Em 22 de setembro de 2011 foi assinado o termo de cooperação entre a Companhia de Habitação do Paraná (Cohapar), Secretaria de Agricultura e Abastecimento e o Instituto Emater para a atuação no Programa Nacional de Habitação Rural (PNHR). Quatro anos depois da assinatura, o Paraná se destaca o segundo Estado que mais contratou moradias rurais em todo o País.

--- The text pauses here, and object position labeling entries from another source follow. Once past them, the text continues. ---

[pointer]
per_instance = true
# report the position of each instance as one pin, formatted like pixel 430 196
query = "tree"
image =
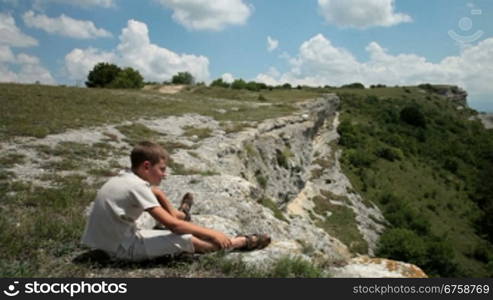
pixel 128 78
pixel 413 116
pixel 220 83
pixel 102 75
pixel 183 78
pixel 238 84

São 13 mil famílias atendidas. Dez mil delas já moram em suas novas casas. Outras três mil moradias estão em construção mais 5,6 mil unidades em projeto, aguardando contratação. Os investimentos ultrapassam R$ 337 milhões e está prevista a destinação de mais R$ 160 milhões para novos projetos.

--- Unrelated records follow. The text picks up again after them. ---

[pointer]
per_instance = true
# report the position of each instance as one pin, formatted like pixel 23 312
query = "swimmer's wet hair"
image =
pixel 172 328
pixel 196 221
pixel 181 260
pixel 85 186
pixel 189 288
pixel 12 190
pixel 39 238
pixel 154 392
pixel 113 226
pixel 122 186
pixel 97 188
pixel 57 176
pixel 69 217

O presidente da Cohapar, Abelardo Lupion, afirmou que o programa de moradias rurais no Paraná é um dos mais exitosos em desenvolvimento no Estado. “Este é um trabalho que realmente resgata o pequeno agricultor, aquele que não saiu de sua propriedade, que acredita naquilo que faz. Estamos dando a oportunidade das famílias permanecerem no local onde sempre viveram de criarem seus filhos e colocarem seus descendentes dentro do processo agrícola ou pecuário”, disse.
Lupion ainda citou a criação do Fundo de Combate à Pobreza como forma de manter o atendimento as famílias de pequenos produtores. O anteprojeto de lei que cria o fundo foi enviado pelo Governo à Assembleia Legislativa. Trata-se de um instrumento previsto na Constituição Federal, que prevê o aporte de recursos em áreas importantes para o desenvolvimento do Estado, como nutrição, educação, saúde, assistência social e habitação popular. A proposta encaminhada pelo Governo prevê a destinação de R$ 400 milhões para o fundo.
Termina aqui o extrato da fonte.